Ich denke das Prinzip dürfte soweit klar sein.
Kann auch sein dass Du für den alternativen Inhalt eine Subdomain verwenden kannst, dieses habe ich allerdings nie ausprobiert.

Rechtlich, so denke ich, kannst Du nichts machen.
Zumindest aber würden evtl. entstehende Prozesskosten den Schaden übersteigen.
Es steht Dir allerdings frei dem Betreiber eine Abmahnung zukommen zu lassen.
Aber wie Gumbo schon gesagt hat, da solltest Du einen Anwalt für Internetrecht befragen.

Gruss Dr Dau


----------



## Pullmann (4. Mai 2006)

Um nochmal auf das Thema zurück zukommen:

Also den Logfiles zufolge, wurde zunächst die Internetseite komplett durchgegangen, um warscheinlich nach der größten Datei, die sich auf dem Server befindet, zu suchen. Dann wurde diese durchgehend aufgerufen und somit der Traffic verursacht!

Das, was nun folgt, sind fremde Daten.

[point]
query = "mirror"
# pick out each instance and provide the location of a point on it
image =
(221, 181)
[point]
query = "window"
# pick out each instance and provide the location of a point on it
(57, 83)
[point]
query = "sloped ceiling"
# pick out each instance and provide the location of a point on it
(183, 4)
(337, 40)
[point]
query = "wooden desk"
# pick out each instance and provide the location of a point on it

Die ganze Sache kam aus dem Wohnheim einer Uni.


----------



## Gumbo (4. Mai 2006)

Und welche Konsequenzen ziehst du daraus? Hast du eine Gegenmaßnahme eingeleitet oder was hast du gemacht oder hast du nun vor?


----------



## Dr Dau (4. Mai 2006)

Scheint ja eine interessante Datei zu sein. 

Hmm, Wohnheim einer Uni.....
Ist es denn auch immer die gleiche IP oder zumindest ein bestimmer IP Bereich?
Dann könntest Du den Zugriff mittels einer .htaccess unterbinden.


----------